Clear Sky Science · en
People drive or stop transitions: Lessons learned on co-creating Edible Cities
Growing Food in the City
Imagine walking through your neighborhood and picking fresh herbs, berries, or salad greens from shared gardens, planters, and even old cemeteries turned into peaceful parks. This article explores the idea of the “edible city” — places where growing, sharing, and enjoying food becomes part of everyday urban life. It shows how ordinary people, local groups, and city officials work together in experimental "Living Labs" to turn unused spaces into productive, social, and greener corners of the city, and what helps or hinders these efforts.

Why Edible Cities Matter
For most of history, cities and nearby areas grew much of their own food. Industrial farming and global supply chains pushed that local connection out of sight. Edible cities seek to bring it back, turning courtyards, rooftops, and empty lots into places where food is grown, neighbors meet, and people reconnect with the seasons. These projects are more than just gardens: they can strengthen communities, support local democracy, and make life in dense cities healthier and more resilient in the face of crises.

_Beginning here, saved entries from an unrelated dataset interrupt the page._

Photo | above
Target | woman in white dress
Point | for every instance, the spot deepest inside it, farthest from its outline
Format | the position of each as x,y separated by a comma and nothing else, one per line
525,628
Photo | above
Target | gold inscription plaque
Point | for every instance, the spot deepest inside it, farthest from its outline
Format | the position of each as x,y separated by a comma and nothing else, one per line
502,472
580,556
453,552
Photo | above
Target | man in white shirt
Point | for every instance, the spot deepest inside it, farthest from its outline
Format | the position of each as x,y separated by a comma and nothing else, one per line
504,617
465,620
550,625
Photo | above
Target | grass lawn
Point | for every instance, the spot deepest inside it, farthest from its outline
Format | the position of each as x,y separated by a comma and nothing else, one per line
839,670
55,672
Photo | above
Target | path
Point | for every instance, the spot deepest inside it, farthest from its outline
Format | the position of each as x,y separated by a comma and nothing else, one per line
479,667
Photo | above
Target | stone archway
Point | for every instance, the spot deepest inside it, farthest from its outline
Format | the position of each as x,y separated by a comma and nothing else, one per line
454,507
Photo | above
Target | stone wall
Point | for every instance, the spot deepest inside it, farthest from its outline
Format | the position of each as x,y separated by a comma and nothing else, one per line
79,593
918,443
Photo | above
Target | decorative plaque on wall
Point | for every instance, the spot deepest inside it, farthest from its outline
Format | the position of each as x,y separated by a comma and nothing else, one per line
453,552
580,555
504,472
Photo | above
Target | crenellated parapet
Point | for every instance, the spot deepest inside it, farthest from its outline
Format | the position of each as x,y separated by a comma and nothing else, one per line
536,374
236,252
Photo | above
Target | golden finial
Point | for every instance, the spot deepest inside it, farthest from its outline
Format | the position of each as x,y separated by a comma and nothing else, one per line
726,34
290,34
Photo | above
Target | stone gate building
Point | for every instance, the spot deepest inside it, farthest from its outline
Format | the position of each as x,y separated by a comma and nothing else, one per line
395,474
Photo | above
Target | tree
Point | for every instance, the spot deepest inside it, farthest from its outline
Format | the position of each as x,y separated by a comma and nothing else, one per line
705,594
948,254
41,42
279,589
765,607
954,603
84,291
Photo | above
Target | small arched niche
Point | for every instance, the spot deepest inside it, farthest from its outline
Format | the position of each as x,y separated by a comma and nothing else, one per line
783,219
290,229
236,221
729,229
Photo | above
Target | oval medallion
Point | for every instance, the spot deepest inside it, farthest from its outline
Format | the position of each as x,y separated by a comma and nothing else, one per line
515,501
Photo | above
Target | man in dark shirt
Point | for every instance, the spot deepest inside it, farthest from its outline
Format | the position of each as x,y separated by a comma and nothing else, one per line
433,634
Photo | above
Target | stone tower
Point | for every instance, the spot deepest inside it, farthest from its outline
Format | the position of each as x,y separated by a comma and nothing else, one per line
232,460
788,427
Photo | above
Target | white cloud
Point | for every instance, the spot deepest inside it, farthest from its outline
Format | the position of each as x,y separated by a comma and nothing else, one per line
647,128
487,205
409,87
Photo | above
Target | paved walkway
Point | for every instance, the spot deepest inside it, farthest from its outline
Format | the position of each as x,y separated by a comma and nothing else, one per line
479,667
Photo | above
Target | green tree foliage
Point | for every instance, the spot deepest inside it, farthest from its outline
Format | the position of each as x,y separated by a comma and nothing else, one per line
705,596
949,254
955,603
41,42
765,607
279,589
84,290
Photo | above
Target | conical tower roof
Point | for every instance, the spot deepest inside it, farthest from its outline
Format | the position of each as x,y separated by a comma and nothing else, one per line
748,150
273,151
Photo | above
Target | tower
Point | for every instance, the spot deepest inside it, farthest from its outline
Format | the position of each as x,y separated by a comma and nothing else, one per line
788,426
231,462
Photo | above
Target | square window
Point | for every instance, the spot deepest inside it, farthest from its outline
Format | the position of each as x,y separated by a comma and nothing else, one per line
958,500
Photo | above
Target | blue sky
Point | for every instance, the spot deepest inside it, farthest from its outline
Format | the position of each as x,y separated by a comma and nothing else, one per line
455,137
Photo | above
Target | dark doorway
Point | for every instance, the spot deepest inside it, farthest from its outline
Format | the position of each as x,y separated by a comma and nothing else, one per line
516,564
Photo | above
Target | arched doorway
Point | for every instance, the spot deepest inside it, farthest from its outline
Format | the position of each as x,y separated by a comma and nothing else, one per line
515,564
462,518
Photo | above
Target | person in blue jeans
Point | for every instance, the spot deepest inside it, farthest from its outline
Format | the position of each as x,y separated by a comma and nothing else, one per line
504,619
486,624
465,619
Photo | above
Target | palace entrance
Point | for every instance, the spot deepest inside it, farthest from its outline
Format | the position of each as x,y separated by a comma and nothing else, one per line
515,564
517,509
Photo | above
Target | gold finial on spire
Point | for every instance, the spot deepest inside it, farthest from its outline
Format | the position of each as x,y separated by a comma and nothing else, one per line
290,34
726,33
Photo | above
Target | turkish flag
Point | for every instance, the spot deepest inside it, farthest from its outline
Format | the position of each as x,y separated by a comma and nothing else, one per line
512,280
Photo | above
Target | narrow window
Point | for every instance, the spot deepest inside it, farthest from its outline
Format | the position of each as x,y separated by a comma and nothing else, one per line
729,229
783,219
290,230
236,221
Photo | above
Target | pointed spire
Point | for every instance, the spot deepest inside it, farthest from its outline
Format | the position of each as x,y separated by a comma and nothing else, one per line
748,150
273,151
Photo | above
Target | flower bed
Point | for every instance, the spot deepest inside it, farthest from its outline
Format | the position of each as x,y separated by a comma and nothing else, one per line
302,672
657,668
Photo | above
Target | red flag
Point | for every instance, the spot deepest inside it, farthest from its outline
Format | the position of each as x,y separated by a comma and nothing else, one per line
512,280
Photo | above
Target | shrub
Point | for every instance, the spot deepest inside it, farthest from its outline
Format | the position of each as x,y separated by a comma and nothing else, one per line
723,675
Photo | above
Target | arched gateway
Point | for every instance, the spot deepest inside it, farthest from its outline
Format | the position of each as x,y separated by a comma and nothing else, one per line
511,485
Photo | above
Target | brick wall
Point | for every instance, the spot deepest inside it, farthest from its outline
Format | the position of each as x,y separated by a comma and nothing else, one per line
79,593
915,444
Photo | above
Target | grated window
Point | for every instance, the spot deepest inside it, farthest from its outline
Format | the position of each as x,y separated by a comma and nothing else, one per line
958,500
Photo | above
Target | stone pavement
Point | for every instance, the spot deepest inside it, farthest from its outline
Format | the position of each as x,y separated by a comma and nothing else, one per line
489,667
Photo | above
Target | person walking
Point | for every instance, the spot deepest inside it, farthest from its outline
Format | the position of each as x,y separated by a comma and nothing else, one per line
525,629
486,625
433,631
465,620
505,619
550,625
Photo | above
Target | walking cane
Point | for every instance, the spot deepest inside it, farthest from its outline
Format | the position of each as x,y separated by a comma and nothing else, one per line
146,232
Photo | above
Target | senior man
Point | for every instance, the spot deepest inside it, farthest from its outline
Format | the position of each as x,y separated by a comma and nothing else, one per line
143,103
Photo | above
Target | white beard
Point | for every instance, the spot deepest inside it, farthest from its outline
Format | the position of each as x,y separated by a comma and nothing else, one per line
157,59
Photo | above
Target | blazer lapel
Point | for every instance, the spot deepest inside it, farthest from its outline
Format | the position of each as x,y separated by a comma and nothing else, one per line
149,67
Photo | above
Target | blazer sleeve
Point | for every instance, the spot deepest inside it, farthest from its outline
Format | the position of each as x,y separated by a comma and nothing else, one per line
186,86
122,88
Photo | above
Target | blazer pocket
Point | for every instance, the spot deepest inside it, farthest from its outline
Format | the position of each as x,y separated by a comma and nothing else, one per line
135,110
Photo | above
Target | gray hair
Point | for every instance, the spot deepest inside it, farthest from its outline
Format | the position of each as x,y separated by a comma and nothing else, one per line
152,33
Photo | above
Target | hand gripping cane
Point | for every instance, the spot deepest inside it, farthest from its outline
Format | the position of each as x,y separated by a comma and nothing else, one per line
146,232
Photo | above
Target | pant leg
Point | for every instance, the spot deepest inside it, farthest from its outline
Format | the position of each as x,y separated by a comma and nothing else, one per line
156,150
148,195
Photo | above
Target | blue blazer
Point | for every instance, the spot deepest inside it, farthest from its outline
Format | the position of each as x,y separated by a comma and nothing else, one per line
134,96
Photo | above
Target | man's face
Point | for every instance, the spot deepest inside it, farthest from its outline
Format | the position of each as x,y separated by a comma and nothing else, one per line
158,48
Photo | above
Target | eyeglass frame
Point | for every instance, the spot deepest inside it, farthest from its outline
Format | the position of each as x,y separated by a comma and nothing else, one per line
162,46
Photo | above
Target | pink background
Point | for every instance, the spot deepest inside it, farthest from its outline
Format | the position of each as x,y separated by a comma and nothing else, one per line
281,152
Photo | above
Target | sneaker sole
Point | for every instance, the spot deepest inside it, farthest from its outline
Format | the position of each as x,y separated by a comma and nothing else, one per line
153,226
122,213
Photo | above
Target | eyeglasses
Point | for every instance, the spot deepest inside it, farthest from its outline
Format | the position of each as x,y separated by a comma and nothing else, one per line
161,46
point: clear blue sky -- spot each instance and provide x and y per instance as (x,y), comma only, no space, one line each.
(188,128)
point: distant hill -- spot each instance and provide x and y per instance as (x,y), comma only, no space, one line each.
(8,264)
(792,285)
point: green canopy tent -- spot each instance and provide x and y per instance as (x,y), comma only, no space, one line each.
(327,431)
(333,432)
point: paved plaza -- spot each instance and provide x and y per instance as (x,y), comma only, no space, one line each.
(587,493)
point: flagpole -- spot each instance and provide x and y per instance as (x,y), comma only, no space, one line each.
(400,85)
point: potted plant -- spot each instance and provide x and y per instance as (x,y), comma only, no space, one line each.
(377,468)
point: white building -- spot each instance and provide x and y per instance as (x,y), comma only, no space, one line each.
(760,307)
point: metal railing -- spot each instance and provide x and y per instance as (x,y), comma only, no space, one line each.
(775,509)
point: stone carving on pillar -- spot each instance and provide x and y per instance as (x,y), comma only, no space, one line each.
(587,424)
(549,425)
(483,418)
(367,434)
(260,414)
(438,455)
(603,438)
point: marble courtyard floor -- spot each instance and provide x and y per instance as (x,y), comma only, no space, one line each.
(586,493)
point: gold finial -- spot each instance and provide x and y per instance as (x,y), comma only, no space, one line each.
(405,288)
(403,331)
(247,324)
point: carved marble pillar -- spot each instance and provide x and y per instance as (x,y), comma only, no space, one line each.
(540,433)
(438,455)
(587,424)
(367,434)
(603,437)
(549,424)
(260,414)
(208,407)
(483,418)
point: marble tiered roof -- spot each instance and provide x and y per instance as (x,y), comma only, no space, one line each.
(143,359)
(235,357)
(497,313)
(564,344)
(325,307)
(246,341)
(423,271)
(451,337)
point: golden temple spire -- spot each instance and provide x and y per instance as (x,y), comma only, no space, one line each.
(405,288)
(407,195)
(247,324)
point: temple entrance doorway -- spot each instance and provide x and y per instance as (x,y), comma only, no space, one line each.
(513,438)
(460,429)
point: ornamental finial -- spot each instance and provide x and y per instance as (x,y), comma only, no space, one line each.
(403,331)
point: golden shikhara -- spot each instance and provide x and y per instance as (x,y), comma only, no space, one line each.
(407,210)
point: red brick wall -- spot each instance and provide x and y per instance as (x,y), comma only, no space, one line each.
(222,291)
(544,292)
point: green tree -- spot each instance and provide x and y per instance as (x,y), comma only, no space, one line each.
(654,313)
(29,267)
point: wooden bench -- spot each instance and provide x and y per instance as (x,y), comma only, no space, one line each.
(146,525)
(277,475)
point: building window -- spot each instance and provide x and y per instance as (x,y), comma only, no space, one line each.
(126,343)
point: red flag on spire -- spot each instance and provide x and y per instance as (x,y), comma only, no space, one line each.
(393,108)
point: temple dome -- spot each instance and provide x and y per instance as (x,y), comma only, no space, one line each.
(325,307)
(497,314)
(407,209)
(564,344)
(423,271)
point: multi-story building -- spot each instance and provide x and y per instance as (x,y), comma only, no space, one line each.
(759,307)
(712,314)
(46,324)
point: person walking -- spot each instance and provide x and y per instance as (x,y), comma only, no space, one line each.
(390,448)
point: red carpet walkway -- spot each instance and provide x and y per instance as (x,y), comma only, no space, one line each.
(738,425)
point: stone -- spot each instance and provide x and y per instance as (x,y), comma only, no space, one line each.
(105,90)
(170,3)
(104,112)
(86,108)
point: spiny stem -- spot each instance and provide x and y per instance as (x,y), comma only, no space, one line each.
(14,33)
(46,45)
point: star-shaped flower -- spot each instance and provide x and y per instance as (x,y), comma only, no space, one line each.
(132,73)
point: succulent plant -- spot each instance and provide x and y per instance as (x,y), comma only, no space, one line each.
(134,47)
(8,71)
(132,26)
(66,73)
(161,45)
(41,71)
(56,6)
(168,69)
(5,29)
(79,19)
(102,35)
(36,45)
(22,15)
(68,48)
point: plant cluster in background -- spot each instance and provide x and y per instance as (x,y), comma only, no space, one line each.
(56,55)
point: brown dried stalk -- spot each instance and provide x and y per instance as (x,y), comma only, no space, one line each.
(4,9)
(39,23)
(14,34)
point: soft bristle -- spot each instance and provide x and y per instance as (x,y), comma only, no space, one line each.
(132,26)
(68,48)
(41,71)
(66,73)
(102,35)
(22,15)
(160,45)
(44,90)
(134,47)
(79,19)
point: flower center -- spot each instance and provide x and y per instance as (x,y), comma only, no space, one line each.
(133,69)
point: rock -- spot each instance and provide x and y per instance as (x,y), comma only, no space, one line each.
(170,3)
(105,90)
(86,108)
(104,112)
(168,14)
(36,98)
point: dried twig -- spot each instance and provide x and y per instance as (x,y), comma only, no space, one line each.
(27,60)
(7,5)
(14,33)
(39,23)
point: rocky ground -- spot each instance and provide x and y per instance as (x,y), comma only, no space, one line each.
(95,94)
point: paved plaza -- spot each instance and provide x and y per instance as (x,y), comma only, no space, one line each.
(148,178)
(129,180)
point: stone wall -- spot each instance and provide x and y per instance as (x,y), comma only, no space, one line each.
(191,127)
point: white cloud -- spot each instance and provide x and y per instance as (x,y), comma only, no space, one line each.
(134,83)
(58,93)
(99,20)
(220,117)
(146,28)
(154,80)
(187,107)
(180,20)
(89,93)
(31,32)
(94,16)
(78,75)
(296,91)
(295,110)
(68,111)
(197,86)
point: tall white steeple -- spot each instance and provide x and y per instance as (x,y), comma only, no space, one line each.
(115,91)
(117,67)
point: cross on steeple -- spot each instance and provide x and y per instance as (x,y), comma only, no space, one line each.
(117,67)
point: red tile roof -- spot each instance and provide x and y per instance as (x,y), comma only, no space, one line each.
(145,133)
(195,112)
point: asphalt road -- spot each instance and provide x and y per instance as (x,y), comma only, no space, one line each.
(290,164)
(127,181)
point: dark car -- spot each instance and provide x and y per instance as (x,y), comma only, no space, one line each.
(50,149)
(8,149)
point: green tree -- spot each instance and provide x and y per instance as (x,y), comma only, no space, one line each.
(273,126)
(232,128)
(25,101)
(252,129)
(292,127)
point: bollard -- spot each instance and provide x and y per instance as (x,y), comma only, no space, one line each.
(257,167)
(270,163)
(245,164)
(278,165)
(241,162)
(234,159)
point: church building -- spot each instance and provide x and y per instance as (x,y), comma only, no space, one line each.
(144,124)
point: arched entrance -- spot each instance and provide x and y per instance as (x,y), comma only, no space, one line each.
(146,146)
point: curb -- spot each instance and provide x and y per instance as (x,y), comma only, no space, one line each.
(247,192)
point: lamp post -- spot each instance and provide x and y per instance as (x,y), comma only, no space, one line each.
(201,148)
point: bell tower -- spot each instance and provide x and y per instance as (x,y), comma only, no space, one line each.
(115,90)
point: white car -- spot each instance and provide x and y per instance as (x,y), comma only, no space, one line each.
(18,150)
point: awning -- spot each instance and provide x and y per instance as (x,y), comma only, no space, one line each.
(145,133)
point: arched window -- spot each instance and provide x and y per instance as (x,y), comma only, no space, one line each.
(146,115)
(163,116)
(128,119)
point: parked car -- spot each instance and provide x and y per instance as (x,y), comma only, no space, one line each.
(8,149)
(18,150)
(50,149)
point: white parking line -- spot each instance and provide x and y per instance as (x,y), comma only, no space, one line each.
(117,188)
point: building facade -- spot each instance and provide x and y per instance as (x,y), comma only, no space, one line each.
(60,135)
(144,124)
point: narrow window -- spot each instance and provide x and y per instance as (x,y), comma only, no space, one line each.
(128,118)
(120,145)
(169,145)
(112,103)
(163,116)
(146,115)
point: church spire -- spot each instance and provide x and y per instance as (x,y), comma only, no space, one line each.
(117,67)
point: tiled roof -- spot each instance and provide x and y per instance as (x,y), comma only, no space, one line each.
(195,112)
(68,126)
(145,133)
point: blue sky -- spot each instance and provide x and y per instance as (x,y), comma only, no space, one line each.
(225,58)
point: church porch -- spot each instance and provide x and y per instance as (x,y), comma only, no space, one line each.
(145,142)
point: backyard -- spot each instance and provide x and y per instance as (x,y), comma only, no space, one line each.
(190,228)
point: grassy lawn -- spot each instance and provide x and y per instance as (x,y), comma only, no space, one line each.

Testing Ideas in Real Neighborhoods
The researchers followed six Living Labs in very different places: from a small German town and two contrasting districts in Berlin, to a disadvantaged neighborhood in Oslo, a network of food initiatives in Rotterdam, and a farming district in Havana. In each site, local teams brought together city officials, activists, social entrepreneurs, scientists, and residents to design and run “Edible City Solutions,” such as community gardens, edible public parks, urban aquaculture, and shared cooking spaces. Instead of working only on paper, these teams tried things out directly in streets and parks, learning by doing over nearly five years.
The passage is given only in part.